Con Rick e Steve sono ormai vent’anni che suoniamo insieme, siamo come fratelli oramai. Con David c’è stato un feeling immediato quando ci siamo conosciuti, siamo diventati subito molto amici. Anche musicalmente ci troviamo molto bene, infatti collaboriamo volentieri. C’è molto affiatamento tra noi, ci divertiamo molto a suonare.
Una parentesi nella carriera di Mick è il progetto Dali’s car, insieme ad un Peter Murphy al meglio delle sue produzioni post-Bauhaus.
La collaborazione con Peter Murphy è nata per una coincidenza di intenti: io avrei voluto realizzare un disco interamente strumentale, ma la casa discografica faceva pressione affinché vi fossero dei pezzi cantati; in quel periodo incontrai Peter Murphy che avrebbe voluto cantare e che non era interessato a comporre le musiche. Sembrava essere il binomio perfetto, il progetto Dali’s car avrebbe soddisfatto i desideri di entrambi. Il problema era che non ci conoscevamo come persone, incompatibili; ciò ha reso il lavoro alquanto faticoso, lavorare con Peter è molto difficile, quasi impossibile, e penso che lui pensi lo stesso di me… una questione di caratteri, di personalità che non collimano.

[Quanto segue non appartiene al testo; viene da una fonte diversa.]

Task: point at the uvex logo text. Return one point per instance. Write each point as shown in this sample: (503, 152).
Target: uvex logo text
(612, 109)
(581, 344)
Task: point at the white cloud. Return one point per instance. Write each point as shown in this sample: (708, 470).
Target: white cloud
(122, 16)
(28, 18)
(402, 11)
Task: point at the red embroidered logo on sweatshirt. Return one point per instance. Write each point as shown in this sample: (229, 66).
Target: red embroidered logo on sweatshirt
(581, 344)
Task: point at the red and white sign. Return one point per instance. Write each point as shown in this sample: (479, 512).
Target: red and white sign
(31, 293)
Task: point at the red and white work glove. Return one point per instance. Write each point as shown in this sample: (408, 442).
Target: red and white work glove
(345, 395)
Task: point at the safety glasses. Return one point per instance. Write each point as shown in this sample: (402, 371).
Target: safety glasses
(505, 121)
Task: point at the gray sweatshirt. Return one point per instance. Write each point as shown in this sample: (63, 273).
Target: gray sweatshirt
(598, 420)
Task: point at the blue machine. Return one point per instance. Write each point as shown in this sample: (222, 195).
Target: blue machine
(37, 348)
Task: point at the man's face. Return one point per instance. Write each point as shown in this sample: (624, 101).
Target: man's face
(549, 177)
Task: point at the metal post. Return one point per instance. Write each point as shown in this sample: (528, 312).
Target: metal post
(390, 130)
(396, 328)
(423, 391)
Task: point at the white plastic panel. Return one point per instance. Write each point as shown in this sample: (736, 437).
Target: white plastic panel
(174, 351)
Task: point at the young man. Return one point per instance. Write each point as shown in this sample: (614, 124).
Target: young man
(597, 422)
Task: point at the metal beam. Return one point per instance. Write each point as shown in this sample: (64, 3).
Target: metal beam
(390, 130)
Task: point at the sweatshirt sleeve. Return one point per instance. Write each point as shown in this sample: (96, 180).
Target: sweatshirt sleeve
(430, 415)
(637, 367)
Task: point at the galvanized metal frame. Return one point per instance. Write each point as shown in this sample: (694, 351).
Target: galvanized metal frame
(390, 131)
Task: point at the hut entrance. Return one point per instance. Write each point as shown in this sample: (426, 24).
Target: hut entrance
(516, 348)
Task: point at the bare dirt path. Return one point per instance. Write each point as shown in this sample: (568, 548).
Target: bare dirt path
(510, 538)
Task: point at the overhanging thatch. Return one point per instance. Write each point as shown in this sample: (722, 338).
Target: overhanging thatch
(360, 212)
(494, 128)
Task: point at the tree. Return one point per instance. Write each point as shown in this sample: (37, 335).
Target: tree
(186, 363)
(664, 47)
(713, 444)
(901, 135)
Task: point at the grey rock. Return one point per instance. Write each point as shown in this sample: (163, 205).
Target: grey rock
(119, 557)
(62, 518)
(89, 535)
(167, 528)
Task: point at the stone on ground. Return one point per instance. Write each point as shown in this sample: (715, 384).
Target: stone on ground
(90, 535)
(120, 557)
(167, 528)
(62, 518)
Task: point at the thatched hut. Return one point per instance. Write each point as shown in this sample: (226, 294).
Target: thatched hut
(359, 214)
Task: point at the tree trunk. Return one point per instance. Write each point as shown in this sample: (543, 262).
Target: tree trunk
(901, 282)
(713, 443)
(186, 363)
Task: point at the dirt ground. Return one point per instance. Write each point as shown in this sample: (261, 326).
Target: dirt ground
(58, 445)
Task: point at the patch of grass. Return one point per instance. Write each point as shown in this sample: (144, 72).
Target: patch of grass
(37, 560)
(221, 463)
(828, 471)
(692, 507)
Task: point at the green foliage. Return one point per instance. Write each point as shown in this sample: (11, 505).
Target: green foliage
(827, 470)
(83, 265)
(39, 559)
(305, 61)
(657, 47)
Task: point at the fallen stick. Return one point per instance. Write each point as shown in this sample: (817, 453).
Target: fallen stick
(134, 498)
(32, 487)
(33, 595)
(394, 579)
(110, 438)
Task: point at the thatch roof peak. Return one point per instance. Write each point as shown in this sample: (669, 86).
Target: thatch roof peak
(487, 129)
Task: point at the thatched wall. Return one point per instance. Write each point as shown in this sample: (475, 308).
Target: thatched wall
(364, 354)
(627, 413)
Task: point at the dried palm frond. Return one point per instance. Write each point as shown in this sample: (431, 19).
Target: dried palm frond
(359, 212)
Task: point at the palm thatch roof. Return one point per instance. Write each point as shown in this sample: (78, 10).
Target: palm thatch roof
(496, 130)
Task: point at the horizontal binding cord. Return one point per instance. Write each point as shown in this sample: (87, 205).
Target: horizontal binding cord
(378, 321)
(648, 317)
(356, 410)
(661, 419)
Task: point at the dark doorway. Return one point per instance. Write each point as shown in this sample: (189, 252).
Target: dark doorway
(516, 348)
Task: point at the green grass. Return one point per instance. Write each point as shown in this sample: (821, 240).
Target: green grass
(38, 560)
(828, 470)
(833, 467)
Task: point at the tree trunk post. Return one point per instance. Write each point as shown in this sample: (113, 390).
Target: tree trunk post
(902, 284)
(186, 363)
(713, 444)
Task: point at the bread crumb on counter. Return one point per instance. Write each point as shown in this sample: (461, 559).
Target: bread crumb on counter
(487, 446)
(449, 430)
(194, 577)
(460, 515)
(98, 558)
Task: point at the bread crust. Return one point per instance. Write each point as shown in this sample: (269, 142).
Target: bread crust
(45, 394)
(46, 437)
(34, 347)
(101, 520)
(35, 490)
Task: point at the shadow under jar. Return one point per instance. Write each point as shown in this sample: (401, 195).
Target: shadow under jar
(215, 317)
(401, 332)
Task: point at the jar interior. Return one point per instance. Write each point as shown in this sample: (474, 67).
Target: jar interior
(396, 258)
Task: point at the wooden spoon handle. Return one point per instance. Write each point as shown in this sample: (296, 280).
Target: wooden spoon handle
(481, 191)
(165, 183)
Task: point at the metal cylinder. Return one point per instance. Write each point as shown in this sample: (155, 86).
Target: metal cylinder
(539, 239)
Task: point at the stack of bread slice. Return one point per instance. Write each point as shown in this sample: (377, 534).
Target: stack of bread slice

Ma il primo LP solista precede i Dali’s car, ed è Titles.
Titles è un disco che ho realizzato in breve tempo, se penso alle lunghe sedute in studio con i Japan… C’eravamo appena sciolti e io volevo realizzare un disco molto spontaneo, ..volevo rompere con quell’accuratissimo modo di concepire la realizzazione di un album.
A Titles seguono Dreams of reason produce monsters e quest’ultimo Bestial cluster.
Un motivo per il quale Bestial cluster è risultato un disco più caldo del precedente Dreams of reason, è il fatto che mi sono avvalso della collaborazione di più musicisti. In effetti, il fatto che lo stesso musicista suoni tutti gli strumenti influisce in modo assai particolare sul risultato finale; non si tratta solo di essere più o meno “caldi”, questo è solo uno dei fattori, non l’unico…
Sono cresciuto ascoltando molto i dischi della Tamla Mowtown, ho anche desiderato scrivere canzoni in quello stile, e ci ho provato ma non fa per me, non me lo sento dentro, anche se mi piacciono molto, ma il mio spirito musicale diverso …non capisco il country-western, non mi dice nulla… Alla radio, quando per caso mi sintonizzo su una di quelle frequenze dove trasmettono quelle interminabili quanto inutili ballate RnB sento un’irresistibile compulsione a cambiar stazione: non sopporto quella loro piattezza, tu sei lì che aspetti che accada qualcosa e invece… niente!
Cerco di prestare un po’ di attenzione al modo in cui la musica verrà ricevuta, cerco con quel tipo al mixer di studiare l’ambiente… quando sono in studio miro a ottenere certe sonorità, lavoro con un’intenzione diversa… “sentire” le persone, questo è suonare live.
Grande Mick, geniale musicista
In un’intervista in margine al tour che ha fatto con Alice, disse piu o meno: non conosco questo tipi di musica, ma sono qui per imparare.
Non so se il luccicante David S. direbbe mai una cosa del genere.
Grande Mick
Mi disturba l’idea che tu non sia più tra noi e mi sconvolge ancor di più l’idea che la Tua fine sia stata così devastata.